Fields mentioned to Gibb that the applicant could apply for a Land Partition and the lot could be divided and a 4,000 square foot house built.
KEN KUHLMAN, 421 Prim Street, said he has the same complaints as Gibb. If this were his house, he would not want to have a house in front of his with two cars parked in front. He is concerned the two cars will be parked on the street. He is also concerned about speeding cars coming around the corner of Wrights Creek and Wimer with parked cars on the street. He could not find any other units in his neighborhood.
Chapman read comments from MARGO EMRICH, 820 Wrights Creek Drive, in opposition to the proposed accessory residential unit. The written comments asked the record be kept open for seven days.
Van Vleck is not sure why anyone would think a tenant in the proposed unit would park on Wrights Creek when there is plenty of room in the driveway to park. He has never seen anyone round the corner of Wrights Creek and Wimer at more than 20 mph. The City Engineering Dept. told him no accidents had been reported at the corner over the past ten years. He said the neighbor mentioned having a quarter acre. Van Vleck has over a half acre and if he adds a unit, that would be one unit per quarter acre. Van Vleck mentioned other detached accessory residential units.

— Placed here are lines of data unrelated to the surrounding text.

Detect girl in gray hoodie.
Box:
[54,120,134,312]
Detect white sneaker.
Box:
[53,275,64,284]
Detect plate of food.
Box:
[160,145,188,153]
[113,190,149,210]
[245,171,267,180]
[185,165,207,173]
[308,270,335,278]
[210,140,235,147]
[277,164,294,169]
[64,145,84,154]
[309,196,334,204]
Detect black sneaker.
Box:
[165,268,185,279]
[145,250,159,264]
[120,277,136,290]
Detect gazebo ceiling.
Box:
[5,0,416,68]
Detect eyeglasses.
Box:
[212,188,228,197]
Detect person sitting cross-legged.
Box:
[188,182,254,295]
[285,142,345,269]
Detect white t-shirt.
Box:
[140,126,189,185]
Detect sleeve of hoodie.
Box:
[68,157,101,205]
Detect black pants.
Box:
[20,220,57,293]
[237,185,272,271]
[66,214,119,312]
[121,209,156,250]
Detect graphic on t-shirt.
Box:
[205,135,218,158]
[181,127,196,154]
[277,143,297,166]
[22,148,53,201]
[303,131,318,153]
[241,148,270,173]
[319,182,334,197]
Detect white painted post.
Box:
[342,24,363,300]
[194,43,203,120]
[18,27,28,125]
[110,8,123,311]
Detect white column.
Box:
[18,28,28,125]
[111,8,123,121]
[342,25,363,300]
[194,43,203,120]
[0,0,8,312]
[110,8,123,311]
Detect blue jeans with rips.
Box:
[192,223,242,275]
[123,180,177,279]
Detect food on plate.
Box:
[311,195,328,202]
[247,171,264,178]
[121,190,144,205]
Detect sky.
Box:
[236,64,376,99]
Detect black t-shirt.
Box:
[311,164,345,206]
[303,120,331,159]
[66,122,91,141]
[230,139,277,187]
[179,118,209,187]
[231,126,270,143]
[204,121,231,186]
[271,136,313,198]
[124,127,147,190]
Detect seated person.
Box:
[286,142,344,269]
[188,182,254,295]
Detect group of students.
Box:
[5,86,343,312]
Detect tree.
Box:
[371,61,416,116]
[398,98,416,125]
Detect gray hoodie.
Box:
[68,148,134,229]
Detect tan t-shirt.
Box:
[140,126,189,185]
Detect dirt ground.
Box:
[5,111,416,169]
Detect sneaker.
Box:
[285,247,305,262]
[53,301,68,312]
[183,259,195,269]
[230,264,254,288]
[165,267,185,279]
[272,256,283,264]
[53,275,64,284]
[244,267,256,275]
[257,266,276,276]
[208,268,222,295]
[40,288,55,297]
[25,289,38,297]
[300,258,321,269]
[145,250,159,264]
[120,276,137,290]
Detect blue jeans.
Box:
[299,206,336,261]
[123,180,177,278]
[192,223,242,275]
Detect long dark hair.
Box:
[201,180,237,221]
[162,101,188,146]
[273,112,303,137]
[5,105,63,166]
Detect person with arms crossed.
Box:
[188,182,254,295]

COMMISSIONERS' DISCUSSION AND MOTION
Chapman asked if there are any requirements the unit be attached. Harris said there is no specific requirement the units be attached or detached. The CUP speaks to architectural compatibility to the surrounding area.
The record will remain open for seven days (April 15) for comments and the applicant will have three days to submit a rebuttal (April 18). At that time the record is closed (end of the day - April 18) and returned to the Hearings Board for a decision. The Hearings Board will convene prior to the April 22, 2003 Study Session to make a decision.
ADJOURNMENT - The meeting was adjourned at 4:00 p.m.